Special honey products

  • Flavored/fruited honey has either fruit, coloring or flavoring added.
  • Infused honey has had flavors of herbs, spices, peels, etc. added to it by steeping.
  • Dried honey has been dehydrated and mixed with other ingredients to keep it free-flowing.
  • Honey sticks are liquid honey in plastic straws, generally holding a teaspoon of honey. They can have added flavorings. The honey is sipped from the straw like candy; or the contents can be emptied into a beverage.

Specially certified honey

  • Kosher honey is honey that is produced, processed and packaged in accordance with Jewish dietary regulations and certified by a kosher-certifying organization.
  • Organic honey is produced, processed and packaged in accordance with USDA regulations on organic products and certified by a USDA-certified agency or organization. It should bear a USDA-certified organic seal.

Honey nutrition facts

Honey is a source of carbohydrates, containing

  • 80% natural sugar, mostly fructose and glucose. Due to the high level of fructose, honey is sweeter than table sugar.
  • 18% water. The less water content the honey has, the better the quality of honey.
  • 2% minerals, vitamins, pollen and protein.
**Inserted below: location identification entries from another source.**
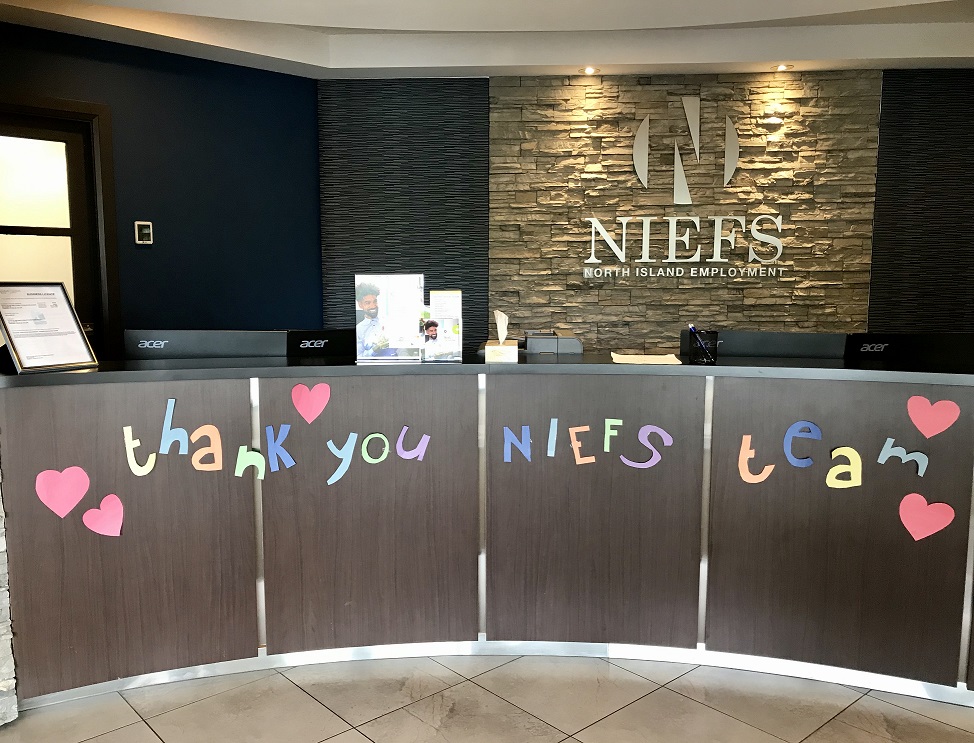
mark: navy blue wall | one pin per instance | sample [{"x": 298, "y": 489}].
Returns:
[{"x": 222, "y": 159}]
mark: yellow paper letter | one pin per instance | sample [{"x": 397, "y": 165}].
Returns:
[
  {"x": 853, "y": 469},
  {"x": 215, "y": 449},
  {"x": 747, "y": 453}
]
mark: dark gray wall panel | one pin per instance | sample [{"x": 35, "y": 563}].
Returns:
[
  {"x": 921, "y": 269},
  {"x": 403, "y": 167}
]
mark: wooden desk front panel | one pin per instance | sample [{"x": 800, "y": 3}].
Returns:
[
  {"x": 601, "y": 551},
  {"x": 177, "y": 588},
  {"x": 388, "y": 552},
  {"x": 808, "y": 572}
]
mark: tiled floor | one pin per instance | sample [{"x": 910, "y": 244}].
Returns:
[{"x": 494, "y": 699}]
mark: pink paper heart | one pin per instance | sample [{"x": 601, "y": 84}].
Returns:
[
  {"x": 922, "y": 519},
  {"x": 61, "y": 491},
  {"x": 932, "y": 418},
  {"x": 310, "y": 403},
  {"x": 107, "y": 519}
]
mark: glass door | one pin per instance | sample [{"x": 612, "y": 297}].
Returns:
[{"x": 47, "y": 213}]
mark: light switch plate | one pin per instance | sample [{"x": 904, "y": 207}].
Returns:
[{"x": 143, "y": 233}]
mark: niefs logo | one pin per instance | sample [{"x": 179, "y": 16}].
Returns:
[{"x": 681, "y": 191}]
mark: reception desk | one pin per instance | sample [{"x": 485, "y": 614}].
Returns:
[{"x": 756, "y": 511}]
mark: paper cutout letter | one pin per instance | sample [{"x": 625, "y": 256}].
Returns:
[
  {"x": 931, "y": 419},
  {"x": 501, "y": 320},
  {"x": 344, "y": 454},
  {"x": 853, "y": 469},
  {"x": 171, "y": 435},
  {"x": 918, "y": 457},
  {"x": 106, "y": 520},
  {"x": 800, "y": 430},
  {"x": 310, "y": 403},
  {"x": 275, "y": 447},
  {"x": 247, "y": 459},
  {"x": 418, "y": 453},
  {"x": 215, "y": 449},
  {"x": 365, "y": 448},
  {"x": 610, "y": 430},
  {"x": 643, "y": 437},
  {"x": 577, "y": 445},
  {"x": 523, "y": 444},
  {"x": 746, "y": 455},
  {"x": 131, "y": 444},
  {"x": 922, "y": 519},
  {"x": 552, "y": 436},
  {"x": 61, "y": 491}
]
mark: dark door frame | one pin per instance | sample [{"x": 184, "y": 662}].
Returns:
[{"x": 95, "y": 119}]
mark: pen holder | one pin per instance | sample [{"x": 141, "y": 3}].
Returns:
[{"x": 696, "y": 353}]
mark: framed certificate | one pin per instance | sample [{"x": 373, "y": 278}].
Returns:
[{"x": 41, "y": 328}]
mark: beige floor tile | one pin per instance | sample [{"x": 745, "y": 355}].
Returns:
[
  {"x": 667, "y": 717},
  {"x": 896, "y": 724},
  {"x": 70, "y": 722},
  {"x": 839, "y": 732},
  {"x": 138, "y": 733},
  {"x": 271, "y": 710},
  {"x": 952, "y": 714},
  {"x": 659, "y": 671},
  {"x": 789, "y": 708},
  {"x": 150, "y": 701},
  {"x": 568, "y": 693},
  {"x": 349, "y": 736},
  {"x": 469, "y": 666},
  {"x": 361, "y": 690},
  {"x": 462, "y": 714}
]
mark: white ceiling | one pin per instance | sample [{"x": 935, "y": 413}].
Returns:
[{"x": 404, "y": 38}]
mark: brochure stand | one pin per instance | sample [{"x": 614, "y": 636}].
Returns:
[{"x": 41, "y": 328}]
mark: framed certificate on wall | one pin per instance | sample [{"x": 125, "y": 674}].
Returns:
[{"x": 41, "y": 328}]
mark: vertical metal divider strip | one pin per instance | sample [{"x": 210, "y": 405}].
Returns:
[
  {"x": 965, "y": 627},
  {"x": 708, "y": 429},
  {"x": 482, "y": 506},
  {"x": 258, "y": 518}
]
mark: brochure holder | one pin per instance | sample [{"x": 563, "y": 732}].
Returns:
[{"x": 41, "y": 328}]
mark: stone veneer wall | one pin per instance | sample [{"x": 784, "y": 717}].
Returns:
[
  {"x": 8, "y": 693},
  {"x": 561, "y": 151}
]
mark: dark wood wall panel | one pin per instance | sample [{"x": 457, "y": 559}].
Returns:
[
  {"x": 597, "y": 552},
  {"x": 802, "y": 571},
  {"x": 177, "y": 588},
  {"x": 387, "y": 553}
]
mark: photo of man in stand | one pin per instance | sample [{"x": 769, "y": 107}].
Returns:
[{"x": 369, "y": 335}]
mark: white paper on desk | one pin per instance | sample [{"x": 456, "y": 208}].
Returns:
[{"x": 663, "y": 358}]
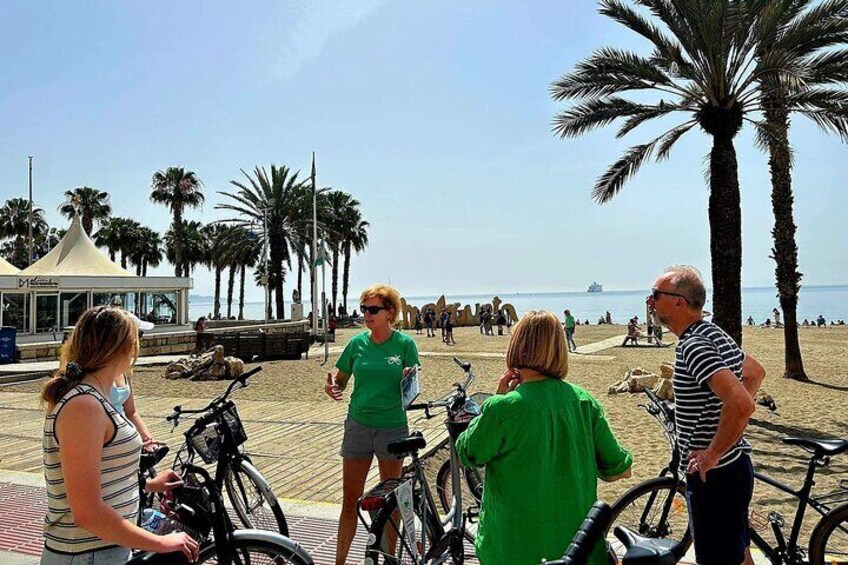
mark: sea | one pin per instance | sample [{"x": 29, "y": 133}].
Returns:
[{"x": 828, "y": 301}]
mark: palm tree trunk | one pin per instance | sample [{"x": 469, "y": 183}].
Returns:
[
  {"x": 346, "y": 276},
  {"x": 335, "y": 279},
  {"x": 231, "y": 283},
  {"x": 241, "y": 292},
  {"x": 725, "y": 216},
  {"x": 785, "y": 251},
  {"x": 216, "y": 311}
]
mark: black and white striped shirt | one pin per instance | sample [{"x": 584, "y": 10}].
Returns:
[
  {"x": 118, "y": 478},
  {"x": 702, "y": 351}
]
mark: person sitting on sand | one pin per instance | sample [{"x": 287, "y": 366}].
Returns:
[
  {"x": 632, "y": 332},
  {"x": 544, "y": 443}
]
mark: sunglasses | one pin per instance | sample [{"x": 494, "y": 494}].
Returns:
[
  {"x": 373, "y": 310},
  {"x": 655, "y": 294}
]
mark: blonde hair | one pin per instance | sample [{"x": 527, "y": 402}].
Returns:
[
  {"x": 99, "y": 336},
  {"x": 538, "y": 343},
  {"x": 389, "y": 295}
]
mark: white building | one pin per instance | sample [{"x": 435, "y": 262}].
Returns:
[{"x": 54, "y": 291}]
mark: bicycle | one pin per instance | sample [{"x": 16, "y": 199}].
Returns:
[
  {"x": 657, "y": 507},
  {"x": 400, "y": 507},
  {"x": 217, "y": 436},
  {"x": 197, "y": 508}
]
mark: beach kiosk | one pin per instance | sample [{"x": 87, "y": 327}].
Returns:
[{"x": 53, "y": 292}]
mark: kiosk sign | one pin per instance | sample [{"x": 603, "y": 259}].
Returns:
[{"x": 38, "y": 282}]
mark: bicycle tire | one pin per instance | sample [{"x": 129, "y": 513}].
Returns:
[
  {"x": 640, "y": 510},
  {"x": 824, "y": 548},
  {"x": 472, "y": 485},
  {"x": 376, "y": 551},
  {"x": 256, "y": 552},
  {"x": 254, "y": 502}
]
Vitamins in honey: B6, thiamin, niacin, riboflavin, pantothenic acid and certain amino acids.

Minerals in honey: calcium, copper, iron, magnesium, manganese, phosphorus, potassium, sodium and zinc.
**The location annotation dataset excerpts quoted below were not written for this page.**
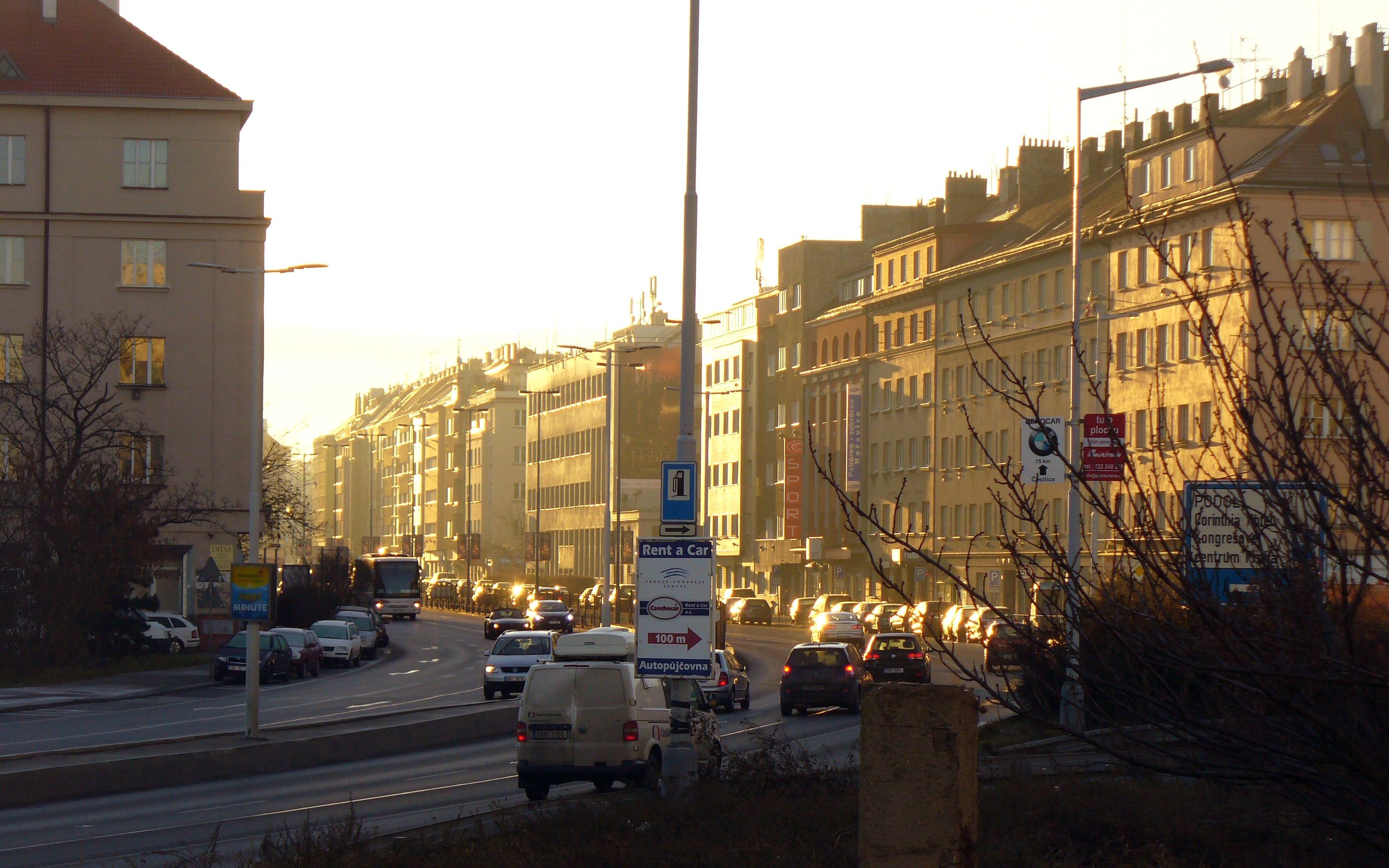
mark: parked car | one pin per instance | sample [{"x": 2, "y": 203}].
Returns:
[
  {"x": 503, "y": 620},
  {"x": 955, "y": 620},
  {"x": 366, "y": 630},
  {"x": 549, "y": 615},
  {"x": 874, "y": 617},
  {"x": 510, "y": 661},
  {"x": 1002, "y": 645},
  {"x": 799, "y": 610},
  {"x": 274, "y": 657},
  {"x": 820, "y": 674},
  {"x": 183, "y": 634},
  {"x": 341, "y": 642},
  {"x": 585, "y": 716},
  {"x": 305, "y": 651},
  {"x": 980, "y": 621},
  {"x": 824, "y": 602},
  {"x": 898, "y": 657},
  {"x": 382, "y": 638},
  {"x": 751, "y": 610},
  {"x": 730, "y": 684},
  {"x": 837, "y": 627}
]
Free of fat and cholesterol, but contains antioxidants!

What makes honey magic?

The antibacterial action of honey is thought to be from hydrogen peroxide (H2O2). A powerful antimicrobial, H2O2 can kill nearly all germs, as well as some cancer cells, on contact. When honey comes in contact with a wound, an enzyme called glucose oxidase—a gift from the bees—activates the release of H2O2. There are likely undiscovered interactions that occur when honey is used to treat wounds, but from what we know, medicinal honey can even kill antibiotic-resistant bacteria like MRSA.

Honey is hydroscopic. It pulls water away from an infected wound by osmosis. Dryer wounds heal faster. But there’s more to it: honey also pulls lymph fluid to the wound, making for a balanced healing environment. It also has a low pH of between 3 and 4, making it acidic. Bacteria thrive in neutral or slightly alkaline environments. If you have a non-healing wound, try honey. It’s a “good” acid.
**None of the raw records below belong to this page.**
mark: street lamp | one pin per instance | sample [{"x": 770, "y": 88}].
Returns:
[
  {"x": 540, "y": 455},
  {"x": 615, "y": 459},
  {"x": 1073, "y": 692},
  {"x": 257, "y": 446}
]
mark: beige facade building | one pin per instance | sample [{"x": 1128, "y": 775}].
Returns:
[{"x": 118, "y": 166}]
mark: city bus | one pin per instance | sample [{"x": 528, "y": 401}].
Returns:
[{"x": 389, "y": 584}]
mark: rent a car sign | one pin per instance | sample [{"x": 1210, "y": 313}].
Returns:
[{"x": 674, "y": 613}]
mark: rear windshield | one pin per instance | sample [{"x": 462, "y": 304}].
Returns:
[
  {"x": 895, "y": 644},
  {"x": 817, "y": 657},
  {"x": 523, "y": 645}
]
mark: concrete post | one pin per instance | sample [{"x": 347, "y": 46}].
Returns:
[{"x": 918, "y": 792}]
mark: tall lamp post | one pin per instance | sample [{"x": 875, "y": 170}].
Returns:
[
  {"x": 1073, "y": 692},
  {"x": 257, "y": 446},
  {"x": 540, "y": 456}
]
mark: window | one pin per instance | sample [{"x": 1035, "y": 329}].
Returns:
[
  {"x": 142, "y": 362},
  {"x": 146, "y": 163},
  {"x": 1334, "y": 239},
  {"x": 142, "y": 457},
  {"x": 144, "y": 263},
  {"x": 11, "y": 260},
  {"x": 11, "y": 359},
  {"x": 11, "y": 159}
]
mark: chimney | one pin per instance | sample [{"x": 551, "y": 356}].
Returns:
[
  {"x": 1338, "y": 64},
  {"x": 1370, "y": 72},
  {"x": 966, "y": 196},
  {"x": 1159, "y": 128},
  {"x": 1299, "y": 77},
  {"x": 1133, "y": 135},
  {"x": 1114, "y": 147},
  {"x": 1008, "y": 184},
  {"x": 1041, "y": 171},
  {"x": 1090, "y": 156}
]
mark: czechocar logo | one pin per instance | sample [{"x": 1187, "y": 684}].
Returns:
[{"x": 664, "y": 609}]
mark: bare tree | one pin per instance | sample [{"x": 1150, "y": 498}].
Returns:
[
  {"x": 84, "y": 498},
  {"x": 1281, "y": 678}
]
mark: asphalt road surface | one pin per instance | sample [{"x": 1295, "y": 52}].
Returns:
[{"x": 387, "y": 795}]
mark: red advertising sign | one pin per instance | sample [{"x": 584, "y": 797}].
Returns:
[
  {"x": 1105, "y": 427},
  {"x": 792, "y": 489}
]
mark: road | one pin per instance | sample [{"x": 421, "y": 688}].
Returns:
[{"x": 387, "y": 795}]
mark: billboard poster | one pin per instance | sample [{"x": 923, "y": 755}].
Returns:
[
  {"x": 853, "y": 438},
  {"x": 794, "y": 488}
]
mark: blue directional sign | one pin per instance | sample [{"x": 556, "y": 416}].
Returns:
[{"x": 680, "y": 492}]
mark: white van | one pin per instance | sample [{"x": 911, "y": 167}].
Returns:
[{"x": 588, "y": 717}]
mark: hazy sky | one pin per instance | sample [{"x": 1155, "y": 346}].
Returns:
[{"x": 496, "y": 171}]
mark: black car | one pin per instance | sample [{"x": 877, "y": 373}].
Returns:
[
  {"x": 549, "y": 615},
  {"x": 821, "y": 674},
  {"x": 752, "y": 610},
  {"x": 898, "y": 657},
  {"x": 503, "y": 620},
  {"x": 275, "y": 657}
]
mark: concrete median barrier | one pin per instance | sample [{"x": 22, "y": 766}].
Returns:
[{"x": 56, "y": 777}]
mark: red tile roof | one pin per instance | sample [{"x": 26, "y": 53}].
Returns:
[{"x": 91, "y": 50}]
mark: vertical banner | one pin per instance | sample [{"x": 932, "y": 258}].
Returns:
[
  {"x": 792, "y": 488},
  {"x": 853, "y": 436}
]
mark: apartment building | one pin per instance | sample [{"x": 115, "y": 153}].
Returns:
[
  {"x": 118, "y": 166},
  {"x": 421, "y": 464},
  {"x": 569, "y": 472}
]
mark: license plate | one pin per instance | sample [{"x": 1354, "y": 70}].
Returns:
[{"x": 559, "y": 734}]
In addition, honey contains phytochemicals important for health. Carotenoids, phytosterols, phenolics, peptides, and other plant chemicals are found in honey. All of these are important for human health and many have healing properties. Many also signal the body’s immune cells to release active immune regulating substances called cytokines. Certain cytokines have anti-inflammatory activity.

Some wild honeys have been tested for anti-tumor activity. Honey can also induce detoxification enzymes that protect against cancer and cardiovascular disease. Many honey phytochemicals exert a synergistic antioxidant effect.

Calories and honey

Nutrition facts for 1 cup honey:

  • Calories: 1031 (1 tablespoon is 64 cal)
  • Total Carbonhydrate: 279 g (1 tablespoon is 17 g)
  • Protein: 1 g
  • Cholesterol: 0 mg
  • Fiber: 1 g
  • Sugars: 278 g (1 tablespoon is 16 g)
  • Honey has a healthy Glycemic Index (GI), meaning that its sugars can be gradually absorbed into the bloodstream to result in better digestion. We should try to avoid eating excessive high-glycemic foods which would prompt an elevated insulin release in our body as a result of the pancreas being stimulated to metabolize the sudden surge of glucose into the blood.

Minerals in 1 cup honey:

  • Calcium 20,3 mg
  • Iron 1,4 mg
  • Magnesium 6,8 mg
  • Phosphorus 13,6 mg
  • Potassium 176 mg
  • Sodium 13, 6 mg
  • Zinc 0,7 mg
  • Copper 0,1 mg
  • Manganese 0,3 mg
  • Selenium 2,7 mcg
  • Fluoride 23,7 mcg

Can Diabetics Eat Honey?

Honey is a "no-no" for diabetics if you ask the doctor. Honey is a healthier choice in the diabetic diet than any other non-nutritive sweeteners.